# 1.2 Getting ready to run code on the cluster#

### IMPORTANT: Please make sure that your are using the bash kernel to run this notebook.

Now that you can submit jobs like any self-respecting Unix ninja, you are ready to start analyzing data! Here you will learn about how to organize your research directory and setup the cluster environment to access all software you wish to use.

## Organizing your research as a pro##

This is a really nice paper with guidelines on organizing computational projects in an organized and snazzy fashion: (http://journals.plos.org/ploscompbiol/article?id=10.1371/journal.pcbi.1000424). 
![Analysis Pipeline](images/journal.pcbi.1000424.g001.png)

Let's see this in action!


First, let's set up our working directory (also known as "scratch directory")

In [None]:
export WORKDIR=/scratch/$(whoami)

echo $WORKDIR

In [None]:
whoami

Organize your folder into subdirectories as a pro: 

In [None]:
cd ${WORKDIR}
mkdir data src
ls

In [None]:
cd $WORKDIR

In [None]:
pwd

## Preparing to run code on the cluster ## 

Our data processing will use multiple software tools.
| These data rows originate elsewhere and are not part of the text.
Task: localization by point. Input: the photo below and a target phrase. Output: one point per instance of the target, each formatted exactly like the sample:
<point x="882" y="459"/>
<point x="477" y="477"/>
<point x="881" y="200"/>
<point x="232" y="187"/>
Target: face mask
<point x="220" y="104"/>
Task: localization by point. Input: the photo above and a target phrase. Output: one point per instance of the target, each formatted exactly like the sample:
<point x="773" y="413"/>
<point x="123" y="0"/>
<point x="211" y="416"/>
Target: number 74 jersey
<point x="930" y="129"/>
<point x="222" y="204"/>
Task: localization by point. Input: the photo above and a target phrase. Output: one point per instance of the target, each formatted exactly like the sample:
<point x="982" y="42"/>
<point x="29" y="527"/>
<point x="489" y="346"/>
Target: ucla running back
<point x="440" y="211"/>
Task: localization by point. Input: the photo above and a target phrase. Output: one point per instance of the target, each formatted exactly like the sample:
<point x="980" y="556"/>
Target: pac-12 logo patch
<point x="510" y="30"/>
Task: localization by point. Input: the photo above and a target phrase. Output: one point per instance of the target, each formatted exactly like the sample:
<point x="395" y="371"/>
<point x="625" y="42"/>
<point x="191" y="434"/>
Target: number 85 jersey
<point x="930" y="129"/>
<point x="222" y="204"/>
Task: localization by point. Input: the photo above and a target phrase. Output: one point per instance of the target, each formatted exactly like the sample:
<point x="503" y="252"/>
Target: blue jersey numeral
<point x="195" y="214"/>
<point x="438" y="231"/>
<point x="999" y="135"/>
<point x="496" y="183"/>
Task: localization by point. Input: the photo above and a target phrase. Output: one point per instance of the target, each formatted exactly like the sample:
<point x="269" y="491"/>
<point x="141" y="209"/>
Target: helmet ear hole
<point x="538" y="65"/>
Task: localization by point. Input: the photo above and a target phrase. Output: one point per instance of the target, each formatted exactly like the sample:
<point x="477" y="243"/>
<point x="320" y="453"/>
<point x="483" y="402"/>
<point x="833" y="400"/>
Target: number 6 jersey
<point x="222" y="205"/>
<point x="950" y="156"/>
To be able to access them, we can load their paths into our session, by loading their respective modules.

To load a module, you can type
**module load [desiredModule]** - this is going to modify your path

Once a module is loaded, you can use the code associated with that module directly. For instance, let's say you want to load a module for BEDTools (a software package we will be using in this training camp). If you run:

In [None]:
source /etc/profile.d/modules.sh

In [None]:
echo $PATH

In [None]:
module list 

In [None]:
module load bedtools

In [None]:
module list

In [None]:
echo $PATH

It loads the bedtools code, such that when you are ready to use the code, you can just directly call commands. Note that the -h or --help arguments can often be used to give help about a particular tool.


In [None]:
module unload bedtools

In [None]:
module load bedtools 

In [None]:
which bedtools

Don't worry, you do not need to know off the top of your head the names of the modules you want. To see all software modules available on the AWS cluster, type:

In [None]:
module avail

## The .bashrc file (=your friend) ##

In [None]:
#Where is .bashrc?
#In our home directory
cd ~
pwd
ls


In [None]:
#But this doesn't show bashrc...
ls -ah #this does (shows all hidden files)
#.bash_logout automatically runs things when you log out

Wouldn't it be nice to have everything ready to run when you log into the cluster?
To avoid having to run module load commands every time you log in, you can add these commands to a .bashrc file, located in your home directory. The .bashrc file contains a set of commands that get executed every time you log into the server. In this way, every time you log in, you will be all set to run all code you wish.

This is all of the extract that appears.